AlloyBert currently has two deviations that the team hopes to further investigate. The accuracy of AlloyBert’s predictions is not always consistent with the level of detail of the input. The team anticipated that the more information they provided AlloyBert, the more accurate the output would be. However, their experiments indicated that in some cases, inputting the least amount of data resulted in the most accurate output. The team posits this may be due to AlloyBert’s training being limited to two datasets. “Training the model on a very large corpus may give more consistent results,” notes Chaudhari.

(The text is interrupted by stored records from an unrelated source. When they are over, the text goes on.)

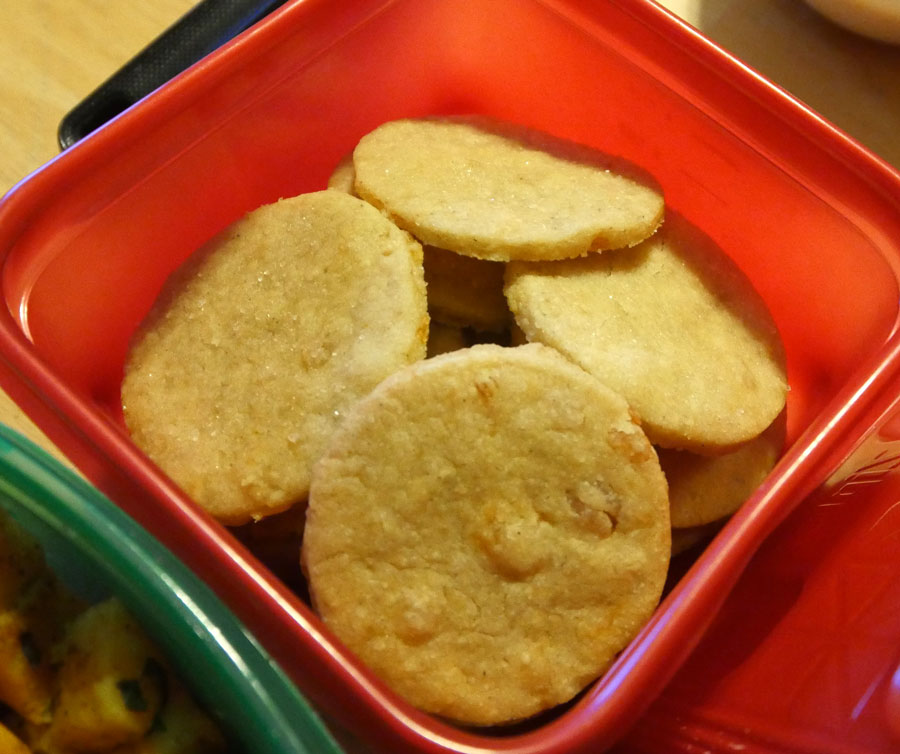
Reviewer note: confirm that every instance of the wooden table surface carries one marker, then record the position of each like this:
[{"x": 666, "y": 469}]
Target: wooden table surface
[{"x": 55, "y": 52}]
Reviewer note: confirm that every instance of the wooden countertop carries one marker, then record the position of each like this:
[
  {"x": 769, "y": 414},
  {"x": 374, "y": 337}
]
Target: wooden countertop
[{"x": 55, "y": 52}]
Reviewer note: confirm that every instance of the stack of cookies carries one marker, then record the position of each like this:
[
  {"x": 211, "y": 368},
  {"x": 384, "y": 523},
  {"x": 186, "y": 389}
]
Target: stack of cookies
[{"x": 487, "y": 527}]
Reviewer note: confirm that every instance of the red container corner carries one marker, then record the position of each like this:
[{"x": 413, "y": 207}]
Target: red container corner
[{"x": 810, "y": 216}]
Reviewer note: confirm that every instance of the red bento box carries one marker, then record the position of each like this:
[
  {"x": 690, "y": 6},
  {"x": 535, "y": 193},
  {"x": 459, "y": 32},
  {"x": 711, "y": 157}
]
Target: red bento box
[{"x": 810, "y": 216}]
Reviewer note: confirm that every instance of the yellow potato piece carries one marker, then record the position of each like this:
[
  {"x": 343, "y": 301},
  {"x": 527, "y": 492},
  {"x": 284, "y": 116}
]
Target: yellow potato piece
[
  {"x": 500, "y": 192},
  {"x": 263, "y": 340},
  {"x": 488, "y": 529},
  {"x": 673, "y": 325}
]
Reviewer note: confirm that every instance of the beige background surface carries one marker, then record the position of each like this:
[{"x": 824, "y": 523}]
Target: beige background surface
[{"x": 55, "y": 52}]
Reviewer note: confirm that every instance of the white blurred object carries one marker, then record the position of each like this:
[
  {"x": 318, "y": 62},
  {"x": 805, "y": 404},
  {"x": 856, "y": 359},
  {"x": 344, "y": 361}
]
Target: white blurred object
[{"x": 878, "y": 19}]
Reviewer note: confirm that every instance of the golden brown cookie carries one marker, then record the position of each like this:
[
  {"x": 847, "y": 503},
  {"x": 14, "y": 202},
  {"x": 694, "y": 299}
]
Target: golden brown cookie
[
  {"x": 465, "y": 291},
  {"x": 673, "y": 325},
  {"x": 497, "y": 191},
  {"x": 703, "y": 489},
  {"x": 487, "y": 530},
  {"x": 261, "y": 342}
]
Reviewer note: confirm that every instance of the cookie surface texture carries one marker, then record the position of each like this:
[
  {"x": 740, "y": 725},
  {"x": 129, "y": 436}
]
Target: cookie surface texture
[
  {"x": 673, "y": 325},
  {"x": 258, "y": 345},
  {"x": 703, "y": 489},
  {"x": 487, "y": 531},
  {"x": 500, "y": 192}
]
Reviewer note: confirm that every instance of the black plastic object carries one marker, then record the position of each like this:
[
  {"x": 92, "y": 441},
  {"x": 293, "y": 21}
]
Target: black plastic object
[{"x": 201, "y": 30}]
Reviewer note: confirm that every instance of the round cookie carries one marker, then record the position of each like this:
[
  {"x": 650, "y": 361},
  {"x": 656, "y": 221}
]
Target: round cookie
[
  {"x": 673, "y": 325},
  {"x": 260, "y": 343},
  {"x": 487, "y": 531},
  {"x": 688, "y": 538},
  {"x": 501, "y": 192},
  {"x": 703, "y": 489}
]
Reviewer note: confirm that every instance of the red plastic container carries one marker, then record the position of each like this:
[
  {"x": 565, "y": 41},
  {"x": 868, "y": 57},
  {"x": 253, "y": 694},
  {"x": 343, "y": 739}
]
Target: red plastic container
[{"x": 810, "y": 216}]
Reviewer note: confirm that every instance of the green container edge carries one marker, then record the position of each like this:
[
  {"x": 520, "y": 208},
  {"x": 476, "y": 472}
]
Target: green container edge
[{"x": 249, "y": 695}]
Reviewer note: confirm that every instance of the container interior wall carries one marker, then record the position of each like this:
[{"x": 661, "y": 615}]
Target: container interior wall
[{"x": 84, "y": 274}]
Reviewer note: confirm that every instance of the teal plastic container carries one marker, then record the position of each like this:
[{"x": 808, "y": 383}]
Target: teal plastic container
[{"x": 99, "y": 551}]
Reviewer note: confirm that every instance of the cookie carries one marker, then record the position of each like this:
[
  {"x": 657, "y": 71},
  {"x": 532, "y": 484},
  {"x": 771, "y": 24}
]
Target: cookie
[
  {"x": 500, "y": 192},
  {"x": 703, "y": 489},
  {"x": 673, "y": 325},
  {"x": 261, "y": 342},
  {"x": 462, "y": 291},
  {"x": 487, "y": 531}
]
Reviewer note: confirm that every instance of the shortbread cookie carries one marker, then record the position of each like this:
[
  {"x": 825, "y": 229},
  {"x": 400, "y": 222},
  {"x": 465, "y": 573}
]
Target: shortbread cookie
[
  {"x": 487, "y": 531},
  {"x": 465, "y": 291},
  {"x": 673, "y": 325},
  {"x": 263, "y": 340},
  {"x": 462, "y": 291},
  {"x": 706, "y": 488},
  {"x": 497, "y": 191}
]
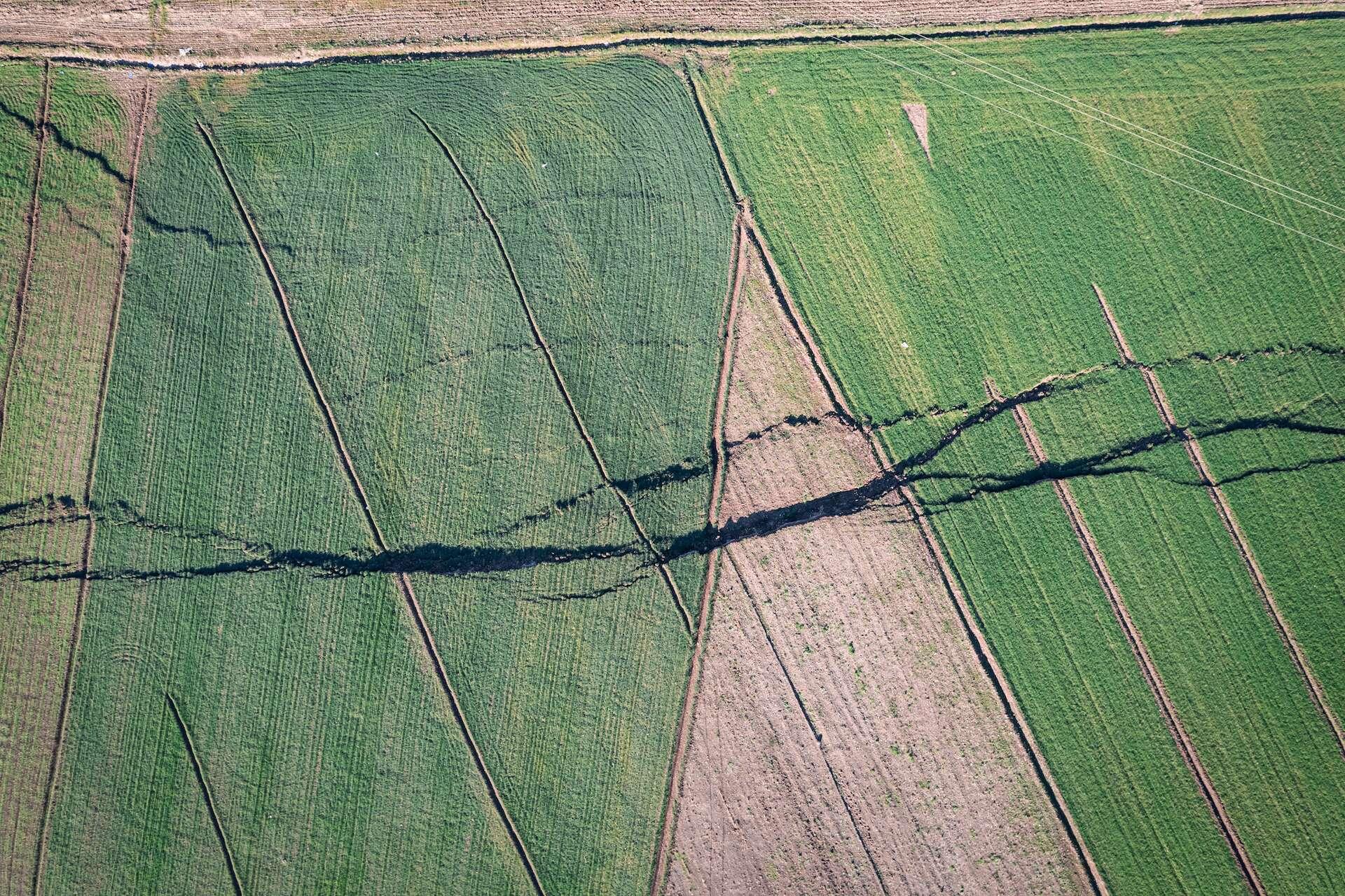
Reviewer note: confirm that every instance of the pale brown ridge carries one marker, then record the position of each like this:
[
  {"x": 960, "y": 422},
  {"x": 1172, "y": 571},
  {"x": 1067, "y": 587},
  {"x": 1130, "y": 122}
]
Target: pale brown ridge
[
  {"x": 966, "y": 614},
  {"x": 403, "y": 579},
  {"x": 1146, "y": 665},
  {"x": 560, "y": 382},
  {"x": 83, "y": 596},
  {"x": 684, "y": 726},
  {"x": 1226, "y": 516},
  {"x": 26, "y": 275},
  {"x": 205, "y": 789}
]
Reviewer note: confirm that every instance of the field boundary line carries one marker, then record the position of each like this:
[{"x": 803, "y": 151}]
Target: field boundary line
[
  {"x": 86, "y": 561},
  {"x": 807, "y": 717},
  {"x": 785, "y": 36},
  {"x": 1226, "y": 516},
  {"x": 1093, "y": 553},
  {"x": 205, "y": 789},
  {"x": 560, "y": 381},
  {"x": 403, "y": 579},
  {"x": 739, "y": 266},
  {"x": 20, "y": 295},
  {"x": 972, "y": 623}
]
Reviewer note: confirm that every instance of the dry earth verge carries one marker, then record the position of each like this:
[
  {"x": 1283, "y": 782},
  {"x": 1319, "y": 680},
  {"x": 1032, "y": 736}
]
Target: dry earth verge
[
  {"x": 915, "y": 780},
  {"x": 272, "y": 26},
  {"x": 69, "y": 296}
]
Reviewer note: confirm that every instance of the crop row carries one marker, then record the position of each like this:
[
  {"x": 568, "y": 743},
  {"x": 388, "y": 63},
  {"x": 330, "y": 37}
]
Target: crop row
[
  {"x": 922, "y": 277},
  {"x": 564, "y": 646},
  {"x": 46, "y": 438}
]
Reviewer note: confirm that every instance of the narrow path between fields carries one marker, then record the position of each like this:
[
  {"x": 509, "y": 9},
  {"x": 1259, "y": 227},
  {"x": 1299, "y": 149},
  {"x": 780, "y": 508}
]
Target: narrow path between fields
[
  {"x": 20, "y": 295},
  {"x": 972, "y": 626},
  {"x": 205, "y": 789},
  {"x": 403, "y": 579},
  {"x": 86, "y": 561},
  {"x": 560, "y": 381},
  {"x": 1226, "y": 514},
  {"x": 1146, "y": 665},
  {"x": 739, "y": 270}
]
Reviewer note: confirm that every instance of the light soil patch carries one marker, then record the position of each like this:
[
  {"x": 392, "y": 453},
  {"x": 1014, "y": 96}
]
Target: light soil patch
[
  {"x": 842, "y": 627},
  {"x": 49, "y": 444},
  {"x": 919, "y": 116},
  {"x": 272, "y": 26}
]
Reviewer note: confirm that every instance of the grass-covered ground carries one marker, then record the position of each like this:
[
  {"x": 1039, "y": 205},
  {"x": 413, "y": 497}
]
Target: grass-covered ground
[
  {"x": 331, "y": 752},
  {"x": 922, "y": 279},
  {"x": 50, "y": 401},
  {"x": 235, "y": 568}
]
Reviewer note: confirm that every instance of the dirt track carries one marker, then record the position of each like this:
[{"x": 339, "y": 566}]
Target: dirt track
[
  {"x": 738, "y": 276},
  {"x": 845, "y": 738},
  {"x": 349, "y": 464},
  {"x": 90, "y": 532},
  {"x": 1226, "y": 514},
  {"x": 26, "y": 270},
  {"x": 1156, "y": 684},
  {"x": 277, "y": 32}
]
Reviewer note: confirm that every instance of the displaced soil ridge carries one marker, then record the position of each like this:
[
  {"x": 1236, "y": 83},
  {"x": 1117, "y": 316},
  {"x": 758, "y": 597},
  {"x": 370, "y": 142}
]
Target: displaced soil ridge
[
  {"x": 787, "y": 36},
  {"x": 560, "y": 382},
  {"x": 403, "y": 579},
  {"x": 719, "y": 456},
  {"x": 26, "y": 272},
  {"x": 86, "y": 561},
  {"x": 205, "y": 789},
  {"x": 1226, "y": 516},
  {"x": 807, "y": 717},
  {"x": 966, "y": 614},
  {"x": 1093, "y": 552}
]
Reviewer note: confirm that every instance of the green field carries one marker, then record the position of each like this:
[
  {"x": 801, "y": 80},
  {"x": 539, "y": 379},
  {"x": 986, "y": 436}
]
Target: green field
[
  {"x": 253, "y": 707},
  {"x": 238, "y": 521},
  {"x": 48, "y": 432},
  {"x": 923, "y": 279}
]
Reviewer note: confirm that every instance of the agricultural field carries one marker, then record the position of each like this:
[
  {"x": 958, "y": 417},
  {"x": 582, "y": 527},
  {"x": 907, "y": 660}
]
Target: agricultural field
[
  {"x": 834, "y": 642},
  {"x": 776, "y": 463},
  {"x": 922, "y": 276}
]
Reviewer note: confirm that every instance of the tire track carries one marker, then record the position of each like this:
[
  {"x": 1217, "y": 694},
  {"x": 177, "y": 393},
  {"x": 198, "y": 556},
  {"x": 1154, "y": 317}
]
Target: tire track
[
  {"x": 26, "y": 273},
  {"x": 86, "y": 561},
  {"x": 1226, "y": 516},
  {"x": 1146, "y": 665},
  {"x": 966, "y": 614},
  {"x": 739, "y": 267},
  {"x": 205, "y": 789},
  {"x": 807, "y": 717},
  {"x": 560, "y": 382},
  {"x": 349, "y": 466},
  {"x": 514, "y": 49}
]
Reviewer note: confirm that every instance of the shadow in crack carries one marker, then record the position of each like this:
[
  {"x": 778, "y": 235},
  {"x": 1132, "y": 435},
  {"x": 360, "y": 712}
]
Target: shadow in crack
[{"x": 467, "y": 561}]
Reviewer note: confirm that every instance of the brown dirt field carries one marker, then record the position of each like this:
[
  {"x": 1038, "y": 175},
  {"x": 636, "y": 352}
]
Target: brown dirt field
[
  {"x": 919, "y": 116},
  {"x": 49, "y": 444},
  {"x": 270, "y": 26},
  {"x": 843, "y": 626}
]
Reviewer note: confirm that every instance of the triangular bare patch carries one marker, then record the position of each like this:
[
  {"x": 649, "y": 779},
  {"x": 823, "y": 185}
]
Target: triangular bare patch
[{"x": 919, "y": 116}]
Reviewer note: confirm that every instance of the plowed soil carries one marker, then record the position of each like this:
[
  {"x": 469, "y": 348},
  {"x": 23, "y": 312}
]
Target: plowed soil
[
  {"x": 841, "y": 626},
  {"x": 269, "y": 26}
]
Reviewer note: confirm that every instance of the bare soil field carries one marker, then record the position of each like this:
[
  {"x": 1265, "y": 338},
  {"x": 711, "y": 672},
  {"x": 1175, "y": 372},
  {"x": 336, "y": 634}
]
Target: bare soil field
[
  {"x": 845, "y": 738},
  {"x": 261, "y": 26}
]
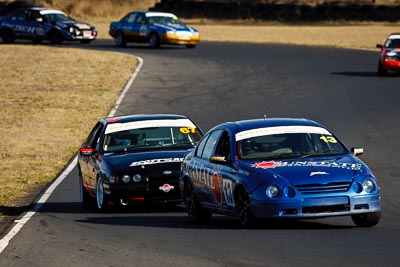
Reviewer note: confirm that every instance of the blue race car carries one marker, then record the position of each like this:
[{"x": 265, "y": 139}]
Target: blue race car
[
  {"x": 278, "y": 168},
  {"x": 135, "y": 158},
  {"x": 41, "y": 24},
  {"x": 155, "y": 28}
]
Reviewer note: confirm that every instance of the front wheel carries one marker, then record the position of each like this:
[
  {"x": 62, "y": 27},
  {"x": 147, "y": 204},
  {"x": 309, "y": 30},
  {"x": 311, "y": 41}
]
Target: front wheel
[
  {"x": 120, "y": 40},
  {"x": 243, "y": 208},
  {"x": 8, "y": 36},
  {"x": 101, "y": 198},
  {"x": 85, "y": 198},
  {"x": 366, "y": 219},
  {"x": 193, "y": 206},
  {"x": 381, "y": 70},
  {"x": 56, "y": 37}
]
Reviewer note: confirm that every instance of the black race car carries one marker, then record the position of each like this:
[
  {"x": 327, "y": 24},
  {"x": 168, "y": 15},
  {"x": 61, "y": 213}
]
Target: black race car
[
  {"x": 135, "y": 158},
  {"x": 41, "y": 24}
]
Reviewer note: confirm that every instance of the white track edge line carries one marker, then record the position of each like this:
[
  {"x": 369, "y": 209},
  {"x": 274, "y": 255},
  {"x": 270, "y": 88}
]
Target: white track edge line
[{"x": 22, "y": 221}]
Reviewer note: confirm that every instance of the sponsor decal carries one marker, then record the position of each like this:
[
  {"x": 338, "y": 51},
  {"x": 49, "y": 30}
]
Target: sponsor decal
[
  {"x": 117, "y": 127},
  {"x": 318, "y": 173},
  {"x": 281, "y": 130},
  {"x": 327, "y": 164},
  {"x": 155, "y": 161},
  {"x": 222, "y": 189},
  {"x": 166, "y": 188}
]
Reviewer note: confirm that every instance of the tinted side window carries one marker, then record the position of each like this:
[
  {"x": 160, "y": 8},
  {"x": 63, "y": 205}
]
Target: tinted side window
[
  {"x": 94, "y": 135},
  {"x": 130, "y": 18},
  {"x": 210, "y": 144},
  {"x": 201, "y": 145}
]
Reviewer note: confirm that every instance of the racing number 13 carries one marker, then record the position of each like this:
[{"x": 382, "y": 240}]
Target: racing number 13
[
  {"x": 328, "y": 139},
  {"x": 187, "y": 130}
]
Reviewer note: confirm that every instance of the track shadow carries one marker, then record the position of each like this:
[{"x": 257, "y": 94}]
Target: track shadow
[{"x": 365, "y": 74}]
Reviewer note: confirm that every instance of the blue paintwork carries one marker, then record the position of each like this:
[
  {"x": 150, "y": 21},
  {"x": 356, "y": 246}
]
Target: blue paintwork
[
  {"x": 157, "y": 164},
  {"x": 40, "y": 24},
  {"x": 309, "y": 186}
]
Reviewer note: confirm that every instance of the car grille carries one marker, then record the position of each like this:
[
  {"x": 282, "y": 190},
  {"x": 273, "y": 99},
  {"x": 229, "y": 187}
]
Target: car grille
[{"x": 323, "y": 188}]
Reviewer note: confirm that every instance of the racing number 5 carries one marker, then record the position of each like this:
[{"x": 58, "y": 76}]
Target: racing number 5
[
  {"x": 328, "y": 139},
  {"x": 187, "y": 130}
]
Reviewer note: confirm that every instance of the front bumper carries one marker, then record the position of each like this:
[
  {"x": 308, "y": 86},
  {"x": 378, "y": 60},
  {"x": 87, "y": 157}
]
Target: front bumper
[
  {"x": 180, "y": 39},
  {"x": 391, "y": 65},
  {"x": 146, "y": 192},
  {"x": 316, "y": 207}
]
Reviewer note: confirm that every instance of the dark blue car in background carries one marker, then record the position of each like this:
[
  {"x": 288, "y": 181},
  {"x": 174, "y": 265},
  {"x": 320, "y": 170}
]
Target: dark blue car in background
[
  {"x": 278, "y": 168},
  {"x": 41, "y": 24},
  {"x": 135, "y": 158}
]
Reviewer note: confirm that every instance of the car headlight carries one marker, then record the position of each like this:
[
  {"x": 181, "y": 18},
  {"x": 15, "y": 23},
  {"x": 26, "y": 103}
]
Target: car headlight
[
  {"x": 272, "y": 191},
  {"x": 137, "y": 178},
  {"x": 126, "y": 178},
  {"x": 368, "y": 185}
]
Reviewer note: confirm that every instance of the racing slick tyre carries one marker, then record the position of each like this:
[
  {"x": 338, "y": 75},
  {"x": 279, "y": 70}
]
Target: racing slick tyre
[
  {"x": 8, "y": 36},
  {"x": 366, "y": 219},
  {"x": 194, "y": 209},
  {"x": 85, "y": 198},
  {"x": 56, "y": 37},
  {"x": 101, "y": 198},
  {"x": 381, "y": 70},
  {"x": 243, "y": 208},
  {"x": 120, "y": 39},
  {"x": 154, "y": 41}
]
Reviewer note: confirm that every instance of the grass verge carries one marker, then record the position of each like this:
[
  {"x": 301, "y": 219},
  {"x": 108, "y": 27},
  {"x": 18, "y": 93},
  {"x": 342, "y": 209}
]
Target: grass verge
[{"x": 50, "y": 97}]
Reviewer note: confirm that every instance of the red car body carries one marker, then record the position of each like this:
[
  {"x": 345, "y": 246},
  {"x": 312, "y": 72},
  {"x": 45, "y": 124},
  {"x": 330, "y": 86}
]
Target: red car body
[{"x": 389, "y": 59}]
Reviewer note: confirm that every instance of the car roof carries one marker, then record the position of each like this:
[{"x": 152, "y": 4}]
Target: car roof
[
  {"x": 36, "y": 8},
  {"x": 244, "y": 125},
  {"x": 395, "y": 35},
  {"x": 140, "y": 117}
]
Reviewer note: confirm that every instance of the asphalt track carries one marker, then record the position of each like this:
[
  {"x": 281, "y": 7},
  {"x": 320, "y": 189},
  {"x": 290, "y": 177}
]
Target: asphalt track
[{"x": 218, "y": 82}]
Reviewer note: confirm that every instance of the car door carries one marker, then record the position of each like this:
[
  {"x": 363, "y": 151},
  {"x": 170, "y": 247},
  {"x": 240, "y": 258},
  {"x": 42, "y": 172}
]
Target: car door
[
  {"x": 36, "y": 25},
  {"x": 223, "y": 173},
  {"x": 88, "y": 161},
  {"x": 18, "y": 23},
  {"x": 127, "y": 26},
  {"x": 200, "y": 170},
  {"x": 140, "y": 28}
]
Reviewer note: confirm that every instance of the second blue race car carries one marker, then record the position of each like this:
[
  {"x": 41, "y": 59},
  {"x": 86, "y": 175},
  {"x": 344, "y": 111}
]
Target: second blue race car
[
  {"x": 278, "y": 168},
  {"x": 41, "y": 24},
  {"x": 135, "y": 158}
]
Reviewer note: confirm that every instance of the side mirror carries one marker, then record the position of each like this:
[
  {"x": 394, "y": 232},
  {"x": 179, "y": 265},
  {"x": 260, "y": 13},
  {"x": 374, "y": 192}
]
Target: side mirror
[
  {"x": 84, "y": 151},
  {"x": 218, "y": 159},
  {"x": 357, "y": 151}
]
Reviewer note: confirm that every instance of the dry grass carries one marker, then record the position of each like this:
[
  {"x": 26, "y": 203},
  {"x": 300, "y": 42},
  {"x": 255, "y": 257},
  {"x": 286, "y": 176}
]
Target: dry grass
[{"x": 50, "y": 98}]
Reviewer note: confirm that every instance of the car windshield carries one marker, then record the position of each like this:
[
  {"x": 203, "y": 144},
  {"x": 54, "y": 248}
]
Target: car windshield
[
  {"x": 57, "y": 17},
  {"x": 151, "y": 138},
  {"x": 165, "y": 20},
  {"x": 290, "y": 145},
  {"x": 392, "y": 43}
]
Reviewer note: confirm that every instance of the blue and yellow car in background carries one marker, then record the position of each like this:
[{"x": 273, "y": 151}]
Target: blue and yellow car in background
[
  {"x": 42, "y": 24},
  {"x": 154, "y": 28}
]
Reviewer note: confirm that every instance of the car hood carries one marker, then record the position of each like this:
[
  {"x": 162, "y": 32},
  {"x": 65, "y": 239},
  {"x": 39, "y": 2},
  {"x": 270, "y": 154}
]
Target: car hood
[
  {"x": 138, "y": 162},
  {"x": 173, "y": 27},
  {"x": 71, "y": 23},
  {"x": 308, "y": 170}
]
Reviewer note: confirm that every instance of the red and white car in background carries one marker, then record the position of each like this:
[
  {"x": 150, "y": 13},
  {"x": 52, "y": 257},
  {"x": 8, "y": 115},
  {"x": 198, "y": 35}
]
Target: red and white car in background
[{"x": 389, "y": 59}]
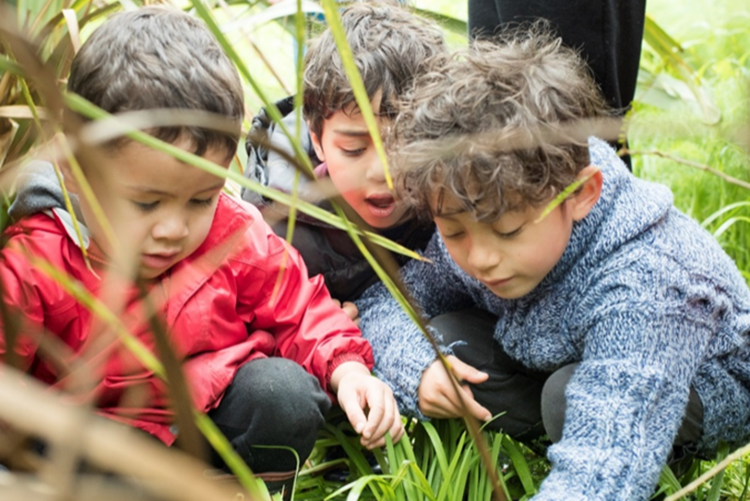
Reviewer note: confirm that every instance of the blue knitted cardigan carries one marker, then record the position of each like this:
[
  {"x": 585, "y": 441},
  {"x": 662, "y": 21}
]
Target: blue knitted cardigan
[{"x": 645, "y": 300}]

The second deviation was found as the research team employed two training strategies, one that involved first pre-training and then fine-tuning their model, and another method that only involved fine-tuning of the model. The team hypothesized that the method employing both pre-training and fine tuning would result in more accurate outputs. This occurred one out of eight times in each dataset. While their hypothesis was primarily supported, they found that in some cases only fine-tuning the model resulted in better results in comparison with some inputs containing more information. The team predicts this deviation might be because their pre-training used a Masked Language Model (MLM). Future studies may employ alternate pre-training models.

Overall, this study and AlloyBert’s development have opened the door for a number of possibilities. In addition to the two deviations mentioned, AlloyBert’s code can be further developed to identify other materials besides alloys. Fairmani’s team also envisions the development of a model that performs the reverse operation of AlloyBert—that is, a model that is given input of an alloy property, and then breaks down the elements that compose it.

Transformer-based models in general are proving to be a potentially valuable tool for future scientific research. “For scientific uses, you need concrete, accurate answers, and the existing research shows that there is a good scope for that. These models can be trained in such a way to give better results than existing methods,” Chaudhari explains.

AlloyBert’s software is now accessible on GitHub.

Mechanical engineering Ph.D. students Chakradhar Guntuboina and MSE alum Hongshuo Huang, who is currently a a Ph.D. student at the Univerity of Michigran, were also part of the team that developed AlloyBert.